We are missing an authorization component that would let Striker act as the actual user directly in Phab. There are two ways this can be handled today:

  1. Use the task creation URL technique from T72625#2999816 where the user would have to make one more button click on the Phabricator side to submit the request
  2. Use the conduit API to create a request as the @StrikerBot user and add the new user as a subscriber so that they get email/web notifications of state change

There is also the possibility of asking for Phabricator's OAuth server to be enabled and changing Striker to use that to get a grant to act as the user directly. The upstream docs on OAuth are incomplete and I haven't looked at the code to see how mature/secure it is. We could always make this change later too even if we chose one of the other two options to implement first.

The code needed for T162508: Implement Tool Labs membership application and processing in Striker has been implemented. The workflow can be tested on https://striker.wmflabs.org/ or in a local MediaWiki-Vagrant VM using the striker role.
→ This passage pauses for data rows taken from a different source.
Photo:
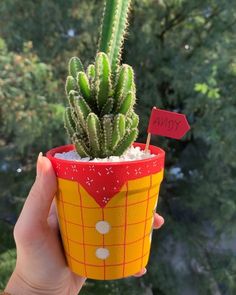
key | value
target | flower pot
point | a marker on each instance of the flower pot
(106, 212)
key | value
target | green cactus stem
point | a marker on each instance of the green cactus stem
(115, 22)
(75, 66)
(100, 119)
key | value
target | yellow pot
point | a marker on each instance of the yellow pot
(106, 213)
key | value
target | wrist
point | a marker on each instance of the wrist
(18, 285)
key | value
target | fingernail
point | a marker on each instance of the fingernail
(39, 164)
(160, 223)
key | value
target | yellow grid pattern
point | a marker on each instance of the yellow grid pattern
(130, 214)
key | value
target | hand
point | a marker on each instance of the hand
(41, 267)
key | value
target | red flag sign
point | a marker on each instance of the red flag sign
(169, 124)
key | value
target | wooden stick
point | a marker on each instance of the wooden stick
(148, 142)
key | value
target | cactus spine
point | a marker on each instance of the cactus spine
(100, 119)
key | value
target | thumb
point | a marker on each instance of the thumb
(39, 200)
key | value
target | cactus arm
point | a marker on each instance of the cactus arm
(81, 148)
(91, 72)
(126, 104)
(75, 66)
(107, 108)
(70, 84)
(93, 130)
(126, 142)
(69, 123)
(82, 110)
(84, 86)
(135, 120)
(102, 79)
(113, 30)
(118, 129)
(107, 131)
(125, 83)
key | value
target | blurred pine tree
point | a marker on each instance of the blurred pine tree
(183, 52)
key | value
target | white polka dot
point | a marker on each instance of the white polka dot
(102, 253)
(155, 206)
(150, 237)
(103, 227)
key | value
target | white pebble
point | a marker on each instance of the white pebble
(133, 153)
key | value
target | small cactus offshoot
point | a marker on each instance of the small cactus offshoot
(100, 119)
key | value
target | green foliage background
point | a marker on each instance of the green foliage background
(183, 53)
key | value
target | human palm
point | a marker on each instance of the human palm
(41, 266)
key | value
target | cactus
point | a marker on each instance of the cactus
(100, 119)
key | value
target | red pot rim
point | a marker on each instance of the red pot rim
(103, 180)
(159, 154)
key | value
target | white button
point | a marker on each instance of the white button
(103, 227)
(150, 237)
(102, 253)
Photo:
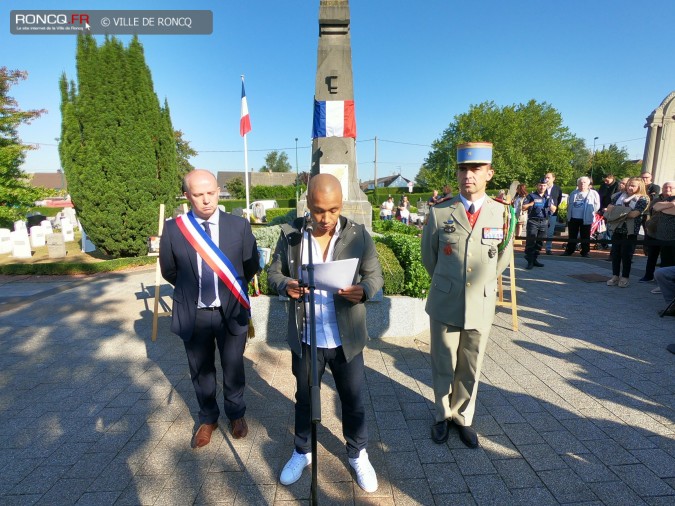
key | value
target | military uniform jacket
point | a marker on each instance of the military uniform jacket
(463, 263)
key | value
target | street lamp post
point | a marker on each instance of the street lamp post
(297, 175)
(593, 159)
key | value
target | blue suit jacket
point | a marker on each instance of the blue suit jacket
(178, 262)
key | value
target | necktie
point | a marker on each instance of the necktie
(208, 293)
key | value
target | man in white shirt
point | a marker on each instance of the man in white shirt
(340, 321)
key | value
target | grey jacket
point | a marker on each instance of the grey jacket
(353, 242)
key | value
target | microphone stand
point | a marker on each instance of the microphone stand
(315, 391)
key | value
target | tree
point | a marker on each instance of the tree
(16, 193)
(529, 140)
(613, 160)
(184, 152)
(236, 188)
(276, 162)
(117, 147)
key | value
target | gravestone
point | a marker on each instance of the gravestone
(87, 245)
(19, 226)
(6, 245)
(21, 246)
(67, 230)
(56, 246)
(37, 236)
(47, 226)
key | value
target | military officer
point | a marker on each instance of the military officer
(460, 250)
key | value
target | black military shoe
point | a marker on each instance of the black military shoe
(439, 432)
(468, 436)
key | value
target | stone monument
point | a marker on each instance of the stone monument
(659, 157)
(334, 127)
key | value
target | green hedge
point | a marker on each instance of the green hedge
(394, 226)
(393, 274)
(408, 250)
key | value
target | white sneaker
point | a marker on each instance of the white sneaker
(294, 467)
(365, 474)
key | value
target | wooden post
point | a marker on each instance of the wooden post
(158, 279)
(512, 282)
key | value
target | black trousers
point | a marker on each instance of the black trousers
(576, 227)
(535, 235)
(654, 249)
(348, 378)
(623, 248)
(211, 329)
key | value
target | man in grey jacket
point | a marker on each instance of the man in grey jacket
(341, 332)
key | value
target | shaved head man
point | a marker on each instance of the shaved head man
(340, 320)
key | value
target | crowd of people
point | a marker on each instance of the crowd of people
(617, 213)
(210, 256)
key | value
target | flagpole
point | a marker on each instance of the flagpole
(246, 172)
(245, 133)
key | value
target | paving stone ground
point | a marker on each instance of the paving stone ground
(574, 408)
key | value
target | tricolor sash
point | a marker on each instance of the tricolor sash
(213, 256)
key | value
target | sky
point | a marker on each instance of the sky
(605, 65)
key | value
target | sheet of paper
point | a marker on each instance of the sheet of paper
(334, 276)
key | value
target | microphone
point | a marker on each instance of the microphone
(309, 224)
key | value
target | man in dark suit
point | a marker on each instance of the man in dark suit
(206, 312)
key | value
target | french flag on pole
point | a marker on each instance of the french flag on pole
(334, 118)
(245, 121)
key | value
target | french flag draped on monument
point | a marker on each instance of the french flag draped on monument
(245, 121)
(334, 118)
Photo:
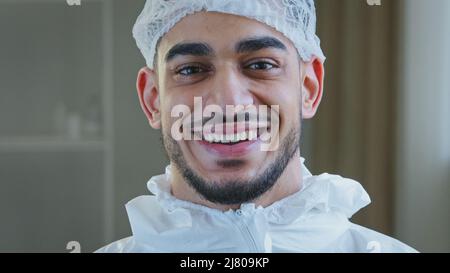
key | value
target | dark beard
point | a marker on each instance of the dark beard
(236, 191)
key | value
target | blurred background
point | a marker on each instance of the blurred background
(75, 146)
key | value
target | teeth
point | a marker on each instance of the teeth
(219, 138)
(252, 135)
(243, 136)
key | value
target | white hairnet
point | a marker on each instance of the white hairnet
(296, 19)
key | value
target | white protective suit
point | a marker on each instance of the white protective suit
(315, 219)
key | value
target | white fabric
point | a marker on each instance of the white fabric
(315, 219)
(296, 19)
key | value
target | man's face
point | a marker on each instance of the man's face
(229, 60)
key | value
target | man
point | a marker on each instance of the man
(240, 184)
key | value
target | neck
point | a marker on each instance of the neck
(288, 183)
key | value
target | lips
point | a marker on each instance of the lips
(225, 150)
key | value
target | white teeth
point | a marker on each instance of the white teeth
(243, 136)
(219, 138)
(251, 135)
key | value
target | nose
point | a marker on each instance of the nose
(229, 87)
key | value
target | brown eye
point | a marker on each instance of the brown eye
(261, 66)
(189, 70)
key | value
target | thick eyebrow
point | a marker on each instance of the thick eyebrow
(258, 43)
(195, 49)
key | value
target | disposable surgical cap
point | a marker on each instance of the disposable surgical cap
(296, 19)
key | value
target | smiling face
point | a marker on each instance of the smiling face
(229, 60)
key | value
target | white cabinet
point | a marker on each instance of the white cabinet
(56, 125)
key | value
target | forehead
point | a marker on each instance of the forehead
(221, 31)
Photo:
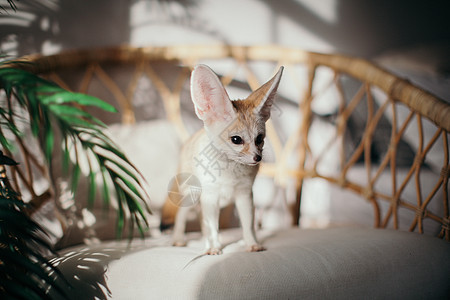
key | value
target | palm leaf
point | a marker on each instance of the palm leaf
(25, 272)
(50, 107)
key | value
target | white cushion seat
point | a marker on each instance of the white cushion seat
(336, 263)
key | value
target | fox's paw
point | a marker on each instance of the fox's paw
(255, 248)
(213, 251)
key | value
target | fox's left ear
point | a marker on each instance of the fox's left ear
(267, 94)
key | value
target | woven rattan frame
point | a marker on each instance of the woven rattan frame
(422, 106)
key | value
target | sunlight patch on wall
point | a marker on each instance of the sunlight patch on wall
(324, 9)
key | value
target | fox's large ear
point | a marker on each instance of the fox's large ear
(210, 99)
(267, 94)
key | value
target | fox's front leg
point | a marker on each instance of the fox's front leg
(210, 222)
(246, 211)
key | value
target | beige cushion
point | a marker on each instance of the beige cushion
(341, 263)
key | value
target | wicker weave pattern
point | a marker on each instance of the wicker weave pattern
(397, 93)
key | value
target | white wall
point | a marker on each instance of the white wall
(363, 28)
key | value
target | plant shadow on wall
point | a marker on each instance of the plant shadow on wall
(47, 26)
(56, 119)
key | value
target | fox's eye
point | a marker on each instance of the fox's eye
(259, 139)
(237, 140)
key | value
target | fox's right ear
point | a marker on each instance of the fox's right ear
(210, 99)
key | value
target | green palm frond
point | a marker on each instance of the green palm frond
(51, 108)
(25, 272)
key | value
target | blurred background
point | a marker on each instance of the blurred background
(362, 28)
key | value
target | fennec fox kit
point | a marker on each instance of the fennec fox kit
(233, 135)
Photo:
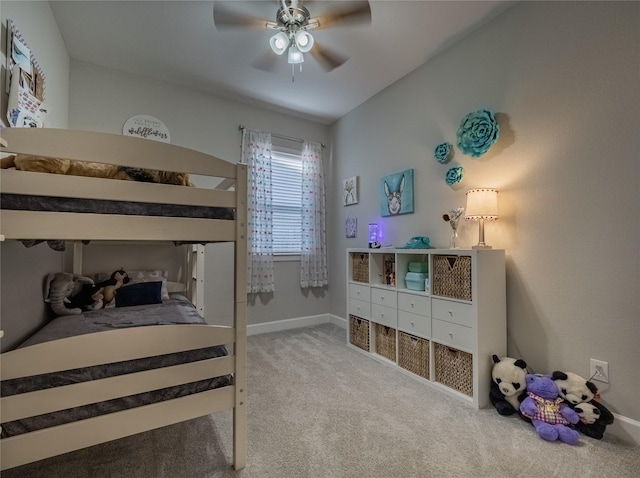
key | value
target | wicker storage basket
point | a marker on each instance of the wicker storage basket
(454, 368)
(359, 332)
(451, 276)
(413, 354)
(386, 342)
(360, 267)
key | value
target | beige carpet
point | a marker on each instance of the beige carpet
(320, 409)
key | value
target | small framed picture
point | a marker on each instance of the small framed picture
(396, 193)
(350, 191)
(351, 227)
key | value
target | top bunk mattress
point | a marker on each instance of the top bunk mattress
(19, 202)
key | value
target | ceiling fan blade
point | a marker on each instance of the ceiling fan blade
(328, 59)
(356, 13)
(225, 17)
(267, 62)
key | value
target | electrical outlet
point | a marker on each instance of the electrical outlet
(599, 370)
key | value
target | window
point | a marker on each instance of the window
(286, 184)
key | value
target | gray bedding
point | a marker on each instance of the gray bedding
(175, 311)
(21, 202)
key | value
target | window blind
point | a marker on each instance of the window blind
(286, 178)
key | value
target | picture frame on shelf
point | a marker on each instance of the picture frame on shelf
(396, 193)
(351, 227)
(350, 191)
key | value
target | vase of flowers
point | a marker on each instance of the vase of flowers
(453, 218)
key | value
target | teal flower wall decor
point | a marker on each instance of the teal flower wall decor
(454, 175)
(477, 132)
(442, 152)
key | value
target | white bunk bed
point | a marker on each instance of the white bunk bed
(107, 347)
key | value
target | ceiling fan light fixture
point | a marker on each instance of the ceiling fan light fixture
(295, 55)
(304, 41)
(279, 42)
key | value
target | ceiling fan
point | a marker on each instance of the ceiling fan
(294, 25)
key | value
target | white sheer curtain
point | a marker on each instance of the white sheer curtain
(256, 153)
(313, 254)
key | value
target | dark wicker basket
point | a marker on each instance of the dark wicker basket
(413, 354)
(454, 368)
(360, 267)
(359, 332)
(386, 342)
(451, 277)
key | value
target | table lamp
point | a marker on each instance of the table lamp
(482, 204)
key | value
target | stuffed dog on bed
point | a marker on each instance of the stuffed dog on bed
(70, 167)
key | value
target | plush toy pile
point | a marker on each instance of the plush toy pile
(70, 167)
(72, 294)
(558, 405)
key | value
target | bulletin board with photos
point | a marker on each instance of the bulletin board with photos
(25, 82)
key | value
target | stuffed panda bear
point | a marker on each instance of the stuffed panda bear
(594, 418)
(508, 384)
(582, 396)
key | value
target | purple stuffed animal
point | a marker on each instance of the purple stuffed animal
(548, 414)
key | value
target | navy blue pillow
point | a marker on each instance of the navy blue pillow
(141, 293)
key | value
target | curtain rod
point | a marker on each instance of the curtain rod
(289, 138)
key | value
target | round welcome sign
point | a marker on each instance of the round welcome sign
(147, 127)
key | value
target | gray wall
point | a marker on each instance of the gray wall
(23, 270)
(564, 78)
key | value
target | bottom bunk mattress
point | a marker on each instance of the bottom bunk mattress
(178, 310)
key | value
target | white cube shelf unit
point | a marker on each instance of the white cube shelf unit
(445, 335)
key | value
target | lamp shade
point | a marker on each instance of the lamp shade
(304, 41)
(482, 203)
(295, 55)
(279, 43)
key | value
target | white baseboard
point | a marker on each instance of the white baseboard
(625, 429)
(279, 325)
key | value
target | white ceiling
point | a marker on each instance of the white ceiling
(177, 42)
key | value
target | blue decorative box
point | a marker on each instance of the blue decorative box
(415, 280)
It preserves most of the process that Tool Labs admin should be used to from wikitech, but it is a bit less tedious. There is a queue of requests (https://striker.wmflabs.org/tools/membership/) that is publicly viewable, but each request can only be edited by the requesting user and the admins. When a request is in the initial 'pending' state, an admin can approve or deny it. They can also add a note requesting more information and leave it in the pending state. When the request is approved, Striker will:

  • add the user to the Tools project
  • use its User:StrikerBot account to leave a message on the user's wikitech talk page using the normal subst template
  • deliver an "alert" to the requesting user in Striker itself (similar to an Echo event)

When an application is approved, denied, or a new comment is added an alert will be left for the requesting user. New applications will also make alert events for all Tools admins. Admins can also 'suppress' a request if it includes information that should not be shown to the public for some reason. Suppressed requests are still visible to admins, but will no longer show up in the public list of requests.

T162508: Implement Tool Labs membership application and processing in Striker is deployed now. Lets try that out for a while. If it turns out to be awkward we can revisit this workflow idea as a replacement.